1.  Identify priority areas for delivery of multiple benefits with a focus on water resources and flooding, linking to the NFM project;

2.  Co-creation of a collaborative catchment-scale plan to deliver nature-based solutions, built on the evidence base developed through PROWATER, FRAMES and other projects;

3.  Identifying potential ‘buyers’, ‘brokers’, and ‘sellers’ in a future PES scheme;

4.  Quantification of the impact of delivery plans across the area on water resources, providing evidence for future investment and engagement;

5.  Build a shared portfolio of opportunities through land owner engagement and working with the catchment partnership for delivery. The portfolio will be accessible to all partners in the catchment, promoting a “joined up” working approach;

6.  Engage with landowners to provide resources and advice on the impact of their practices on runoff and retention of water, and the impacts this has downstream (flooding, water quality and water resources), through workshops and 1:1 visits;

7.  Deliver community events (virtual or face to face) to increase levels of knowledge and support of the use of natural processes and best practice farming in addressing flood risk, water quality and water shortage issues related to climate change and land use. 


3.    Holistic Water Management around Poly-tunnels


The cultivation of soft fruit through poly-tunnel based horticulture is a highly profitable and growing activity in the Maidstone area that brings significant socio-economic benefits; employment for the local population in sectors along the supply chain and benefits to local businesses.


Poly-tunnel based horticulture is now an established part of the local physical and social landscape and will probably expand further since climate change effects will drive change in the types of crops that can be grown in the area.  Despite these benefits, runoff from poly-tunnel structures can contribute to localised flooding and soil erosion. Runoff from ‘fertigation’ (irrigation water + added nutrients to optimise crop growth) can infiltrate soils and lead to the pollution of both surface and groundwater waterbodies.

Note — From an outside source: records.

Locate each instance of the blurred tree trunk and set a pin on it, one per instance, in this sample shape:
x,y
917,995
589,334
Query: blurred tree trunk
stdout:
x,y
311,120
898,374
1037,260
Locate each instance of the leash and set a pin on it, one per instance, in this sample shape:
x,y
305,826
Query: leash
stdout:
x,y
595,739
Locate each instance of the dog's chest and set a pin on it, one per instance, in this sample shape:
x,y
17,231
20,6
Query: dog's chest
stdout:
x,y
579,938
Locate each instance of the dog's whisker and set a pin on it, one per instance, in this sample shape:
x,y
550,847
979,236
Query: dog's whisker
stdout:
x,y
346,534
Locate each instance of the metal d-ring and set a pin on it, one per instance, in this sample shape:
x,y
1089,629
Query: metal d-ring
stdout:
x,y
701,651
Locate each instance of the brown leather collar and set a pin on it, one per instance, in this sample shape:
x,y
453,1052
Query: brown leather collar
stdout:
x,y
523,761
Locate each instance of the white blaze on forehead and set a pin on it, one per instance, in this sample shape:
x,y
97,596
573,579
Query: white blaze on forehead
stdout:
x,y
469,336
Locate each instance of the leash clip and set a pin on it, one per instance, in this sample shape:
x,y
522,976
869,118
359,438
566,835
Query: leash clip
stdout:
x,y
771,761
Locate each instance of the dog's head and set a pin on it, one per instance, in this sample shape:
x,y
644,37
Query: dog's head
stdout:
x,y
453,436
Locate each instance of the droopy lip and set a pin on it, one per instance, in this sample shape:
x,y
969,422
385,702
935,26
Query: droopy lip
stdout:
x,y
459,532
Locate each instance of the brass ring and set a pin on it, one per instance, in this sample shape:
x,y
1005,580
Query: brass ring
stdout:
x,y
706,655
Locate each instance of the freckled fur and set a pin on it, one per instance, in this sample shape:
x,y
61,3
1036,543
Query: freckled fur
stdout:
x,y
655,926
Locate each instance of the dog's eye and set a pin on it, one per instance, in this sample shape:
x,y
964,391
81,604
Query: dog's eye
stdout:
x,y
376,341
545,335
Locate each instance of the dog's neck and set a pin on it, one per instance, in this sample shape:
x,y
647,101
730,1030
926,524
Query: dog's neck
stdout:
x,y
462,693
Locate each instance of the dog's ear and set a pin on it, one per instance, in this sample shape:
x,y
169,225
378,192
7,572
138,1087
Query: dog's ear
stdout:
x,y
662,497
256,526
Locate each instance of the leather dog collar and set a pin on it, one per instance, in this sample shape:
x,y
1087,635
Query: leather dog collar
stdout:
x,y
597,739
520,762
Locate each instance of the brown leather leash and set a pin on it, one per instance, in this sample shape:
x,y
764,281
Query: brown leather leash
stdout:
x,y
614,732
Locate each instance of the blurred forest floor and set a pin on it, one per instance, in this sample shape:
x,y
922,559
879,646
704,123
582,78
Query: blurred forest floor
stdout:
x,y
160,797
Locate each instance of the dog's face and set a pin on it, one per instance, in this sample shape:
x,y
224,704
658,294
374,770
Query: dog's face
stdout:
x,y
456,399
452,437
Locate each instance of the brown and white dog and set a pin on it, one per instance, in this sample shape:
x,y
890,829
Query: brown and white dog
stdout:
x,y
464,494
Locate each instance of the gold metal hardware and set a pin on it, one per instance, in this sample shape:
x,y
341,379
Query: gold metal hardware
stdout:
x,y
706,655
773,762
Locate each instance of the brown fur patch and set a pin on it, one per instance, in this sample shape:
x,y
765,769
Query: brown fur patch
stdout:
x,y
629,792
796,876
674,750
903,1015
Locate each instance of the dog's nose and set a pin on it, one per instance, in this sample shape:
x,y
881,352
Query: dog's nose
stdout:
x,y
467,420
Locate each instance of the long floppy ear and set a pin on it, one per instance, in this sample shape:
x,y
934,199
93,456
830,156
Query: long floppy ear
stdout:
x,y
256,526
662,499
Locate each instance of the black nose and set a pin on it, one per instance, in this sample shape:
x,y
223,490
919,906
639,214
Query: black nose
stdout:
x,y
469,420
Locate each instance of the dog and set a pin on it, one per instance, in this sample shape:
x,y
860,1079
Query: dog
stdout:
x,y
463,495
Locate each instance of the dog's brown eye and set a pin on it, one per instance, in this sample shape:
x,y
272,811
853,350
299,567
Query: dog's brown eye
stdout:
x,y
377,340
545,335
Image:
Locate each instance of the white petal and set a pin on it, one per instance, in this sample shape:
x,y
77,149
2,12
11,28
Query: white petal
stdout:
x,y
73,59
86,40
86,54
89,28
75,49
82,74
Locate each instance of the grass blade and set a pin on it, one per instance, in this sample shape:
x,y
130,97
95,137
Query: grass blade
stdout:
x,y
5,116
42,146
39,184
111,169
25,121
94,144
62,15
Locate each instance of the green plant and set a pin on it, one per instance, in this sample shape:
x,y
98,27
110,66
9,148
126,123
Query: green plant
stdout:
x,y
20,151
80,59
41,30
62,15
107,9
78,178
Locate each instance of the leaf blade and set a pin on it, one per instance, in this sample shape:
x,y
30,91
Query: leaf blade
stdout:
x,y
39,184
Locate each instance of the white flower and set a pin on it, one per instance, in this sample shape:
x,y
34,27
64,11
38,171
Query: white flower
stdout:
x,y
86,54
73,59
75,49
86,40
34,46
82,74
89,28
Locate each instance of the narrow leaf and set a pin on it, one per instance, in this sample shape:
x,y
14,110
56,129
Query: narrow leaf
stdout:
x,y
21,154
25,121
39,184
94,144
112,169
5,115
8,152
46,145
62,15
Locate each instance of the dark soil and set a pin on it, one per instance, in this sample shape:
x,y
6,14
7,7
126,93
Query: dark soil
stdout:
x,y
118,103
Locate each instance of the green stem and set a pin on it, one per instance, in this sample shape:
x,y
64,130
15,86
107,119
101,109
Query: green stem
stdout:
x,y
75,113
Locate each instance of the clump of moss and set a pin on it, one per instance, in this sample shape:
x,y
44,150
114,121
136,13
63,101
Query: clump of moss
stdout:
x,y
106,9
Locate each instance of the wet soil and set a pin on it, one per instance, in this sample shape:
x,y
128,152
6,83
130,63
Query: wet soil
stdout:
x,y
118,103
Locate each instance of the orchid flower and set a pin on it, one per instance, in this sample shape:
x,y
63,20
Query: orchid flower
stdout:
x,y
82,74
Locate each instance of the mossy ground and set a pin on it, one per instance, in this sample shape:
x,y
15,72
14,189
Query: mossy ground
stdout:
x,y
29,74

SERT have been working with growers in the South East as part of the Holistic Water for Horticulture (HWH; see HERE) project, to deliver a collaborative approach to holistic water management around Maidstone’s poly-tunnels. The project is delivered through positive engagement and collaboration with growers to manage runoff to:

1.  Capture and store water on site in farm reservoirs for soft fruit crop precision irrigation and top fruit growers (this will reduce demand on mains supply and help to reduce the volume of runoff);

2.  Reduce flood risk through strategically designed and installed NFM measures at poly-tunnel sites to control the return of excess runoff to the environment.

Project Objectives

1.  Mapping - identify clusters of poly-tunnels potentially at risk in the Medway area (e.g. flooding, contributing to runoff or soil erosion);

2.  Mapping -  identify potential areas for soft fruit sector growth (planning permission applications);

3.  Relations Development - establish and maintain communications with growers (tenants/landowners), producer organisations and landowners in the Maidstone area on the benefits of a holistic water management approach;

4.  Relations Development - visit growers to discuss and outline suitable techniques for water capture, NFM and water quality on their site. Discuss and outline potential multiple benefits from the measures (recreation – public footpaths and bridleways, biodiversity, habitat creation, creating a more positive perception of poly-tunnel horticulture;

5.  Agree design of project with growers / landowners with a view to deliver flood risk and water management measures;

6.  Manage hand-over to deliver the detailed design / construction phases.